Movido por este celo intenso empecé a caminar sintiendo que me dirigía a la última y la más heroica de las cruzadas, mientras la voz de aquel individuo no desaparecía: ‘la religión no debe limitar tu creencia. Si creer en Dios te hace feliz, adelante. Si creer en varios dioses te satisface, eres libre para hacerlo. Si eres feliz al no creer en ninguno, eres un ser supra espiritual con libre albedrío’. Su argumento era cada vez más perverso a medida me acercaba, su ciencia anunciaba la nada, su arte la decadencia y su hombría se avergonzaba del honor, pues es cosa de hombres creer en un Dios que posee un reino que solo arrebatarán los valientes.

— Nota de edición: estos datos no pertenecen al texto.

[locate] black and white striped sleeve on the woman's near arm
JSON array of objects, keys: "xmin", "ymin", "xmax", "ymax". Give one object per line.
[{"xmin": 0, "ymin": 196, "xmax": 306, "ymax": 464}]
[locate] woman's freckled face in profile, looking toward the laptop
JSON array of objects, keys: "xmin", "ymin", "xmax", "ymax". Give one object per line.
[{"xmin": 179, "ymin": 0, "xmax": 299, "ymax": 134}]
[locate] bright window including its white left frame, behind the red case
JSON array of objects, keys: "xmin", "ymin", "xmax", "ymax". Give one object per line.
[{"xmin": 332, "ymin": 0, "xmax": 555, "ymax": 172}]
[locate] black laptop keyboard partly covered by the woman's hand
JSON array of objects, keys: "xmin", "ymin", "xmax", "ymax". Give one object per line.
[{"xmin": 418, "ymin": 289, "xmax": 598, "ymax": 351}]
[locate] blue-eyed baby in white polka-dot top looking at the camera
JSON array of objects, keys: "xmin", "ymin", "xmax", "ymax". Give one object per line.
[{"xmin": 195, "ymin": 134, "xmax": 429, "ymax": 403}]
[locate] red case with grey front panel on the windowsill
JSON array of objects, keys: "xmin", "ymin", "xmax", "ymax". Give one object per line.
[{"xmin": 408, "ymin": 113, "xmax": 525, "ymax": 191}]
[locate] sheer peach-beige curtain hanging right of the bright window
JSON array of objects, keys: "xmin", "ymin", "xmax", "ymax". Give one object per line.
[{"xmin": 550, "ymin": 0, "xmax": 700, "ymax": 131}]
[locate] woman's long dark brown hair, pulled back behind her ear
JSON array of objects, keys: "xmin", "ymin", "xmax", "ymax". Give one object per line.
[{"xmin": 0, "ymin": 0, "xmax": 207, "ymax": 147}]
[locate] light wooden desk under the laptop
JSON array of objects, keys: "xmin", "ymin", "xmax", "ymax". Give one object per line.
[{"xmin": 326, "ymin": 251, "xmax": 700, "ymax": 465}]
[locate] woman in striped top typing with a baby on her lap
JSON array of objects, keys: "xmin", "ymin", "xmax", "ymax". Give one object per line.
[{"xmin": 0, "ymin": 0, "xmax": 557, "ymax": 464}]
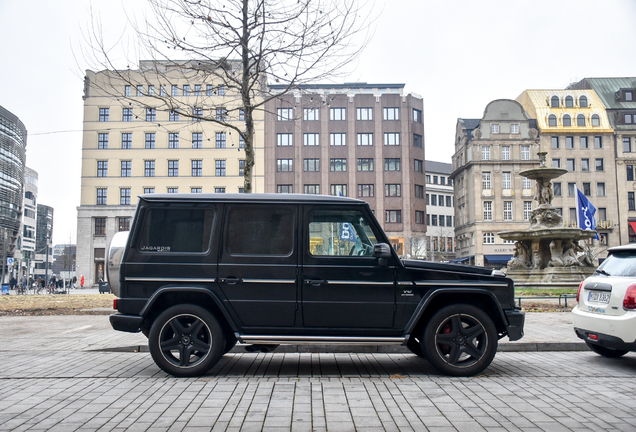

Antes de que alcanzara el final del pasillo, se les unió una voz: era la empleada de la Biblioteca que les suplicaba continuar su conversación en otro lado. Y eso fue lo que hicieron. Salieron del pasillo y tomaron las escaleras rumbo a la salida mientras seguían su charla. Pude ver el pálido rostro de aquel hombre común que se me figuró la encarnación de un baal negro, con una mitra blasfema en su frente y una toga de ébano con los rayos de la noche.

Mi corazón volvió de nuevo a su ritmo normal con una rapidez asombrosa. Caminé hacia el escritorio de aquella pequeña mujer de lentes y le hice algunas preguntas rápidas acerca de la fe y de Dios, como queriendo comprobar que había despertado de una pesadilla. Ella las respondió de manera amable pero breve y me dijo que no podía hablar más en ese lugar. Asentí con una sonrisa que fue correspondida y me dirigí a las escaleras que llevan a la salida. Pensé además que en una ocasión diferente me gustaría encontrarme con ese singular grupo para poder compartirles mi fe.
Afuera la lluvia había desaparecido por completo y el cielo limpio dejaba ver las primeras estrellas en el domo nocturno.

1 comentario:

Anónimo dijo...

Es realmente duro ver cómo se puede confundir tanto a las personas con argumentos vacíos de contenido real (vacíos de vida, llenos de soberbia... )

Gracias por contarnos tu experiencia Sam.

Y qué bueno que podemos confiar que Él encaminará a bien al que en su corazón tiene el verdadero deseo de conocerle.